First, some dummy data to work with.
INPUT PROGRAM.
- VECTOR X(10).
- LOOP #I = 1 TO 100.
- LOOP #J = 1 TO 10.
- COMPUTE X(#J) = UNIFORM(5).
- END LOOP.
- END CASE.
- END LOOP.
- END FILE.
END INPUT PROGRAM.
execute.
* Creation of a correlation matrix suitable for FACTOR.
* It's a hybrid of two different files.
* If you stop and look at every step, you will see what the syntax does.
* A folder called temp must exist in the default drive.
* Original matrix files:
* Kendall correlation coeficients can also be used
* (for ordinal variables), instead of Spearman.
CORRELATIONS
/VARIABLES=x1 TO x10
/MATRIX=OUT('c:\temp\corr1_.sav')
/MISSING=PAIRWISE .
NONPAR CORR
/VARIABLES=x1 TO x10
/PRINT=SPEARMAN
/MATRIX=OUT('c:\temp\corr2_.sav')
/MISSING=PAIRWISE .
* Files manipulation.
GET FILE='c:\temp\corr2_.sav'.
EXECUTE .
SELECT IF(rowtype_ ~= 'N').
EXECUTE .
RECODE rowtype_ ('RHO'='CORR') .
EXECUTE .
SAVE OUTFILE='c:\temp\corr2_.sav'.
GET FILE='c:\temp\corr1_.sav'.
EXECUTE .
SELECT IF($casenum<4).
EXECUTE .
ADD FILES /FILE=*
/FILE='c:\temp\corr2_.sav'.
EXECUTE.
* Final matrix (suitable as input for FACTOR).

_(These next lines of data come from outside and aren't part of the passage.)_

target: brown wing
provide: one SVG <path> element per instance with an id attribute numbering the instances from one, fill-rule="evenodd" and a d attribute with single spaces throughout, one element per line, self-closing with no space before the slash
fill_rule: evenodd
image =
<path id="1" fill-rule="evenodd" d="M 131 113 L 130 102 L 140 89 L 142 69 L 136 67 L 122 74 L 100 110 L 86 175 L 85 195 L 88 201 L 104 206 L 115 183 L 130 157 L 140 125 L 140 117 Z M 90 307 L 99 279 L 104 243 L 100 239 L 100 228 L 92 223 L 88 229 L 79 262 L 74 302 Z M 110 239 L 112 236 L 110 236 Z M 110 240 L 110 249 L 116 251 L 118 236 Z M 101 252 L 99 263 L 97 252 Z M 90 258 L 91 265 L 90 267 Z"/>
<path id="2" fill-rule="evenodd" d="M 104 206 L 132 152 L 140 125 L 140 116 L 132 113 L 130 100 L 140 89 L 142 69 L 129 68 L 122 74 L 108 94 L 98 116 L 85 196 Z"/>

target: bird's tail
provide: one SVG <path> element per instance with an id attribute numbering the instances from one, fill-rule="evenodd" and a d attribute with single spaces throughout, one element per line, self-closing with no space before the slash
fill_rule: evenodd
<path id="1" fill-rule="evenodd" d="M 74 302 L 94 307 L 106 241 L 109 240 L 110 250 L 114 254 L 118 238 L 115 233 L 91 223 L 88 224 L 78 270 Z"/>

SAVE OUTFILE='c:\temp\c_matrix.sav'.
* Now, factor analysis:
* I have selected the options I normally use
* (KMO index, MSA, scree plot, Bartlett test,
* Varimax rotation with sorted and cleaned loadings)
* Modify them if needed.
FACTOR
/MATRIX=IN(cor='c:\temp\c_matrix.sav')
/ANALYSIS x1 TO x10
/PRINT KMO AIC EXTRACTION ROTATION
/FORMAT SORT BLANK(0.4)
/PLOT EIGEN
/CRITERIA MINEIGEN(1) ITERATE(25)
/EXTRACTION PC
/CRITERIA ITERATE(25)
/ROTATION VARIMAX
/METHOD=CORRELATION .
* Of course, these random data are uncorrelated, and no good for factor analysis,
* That's why KMO and MSA are low and Bartlett test is not significant.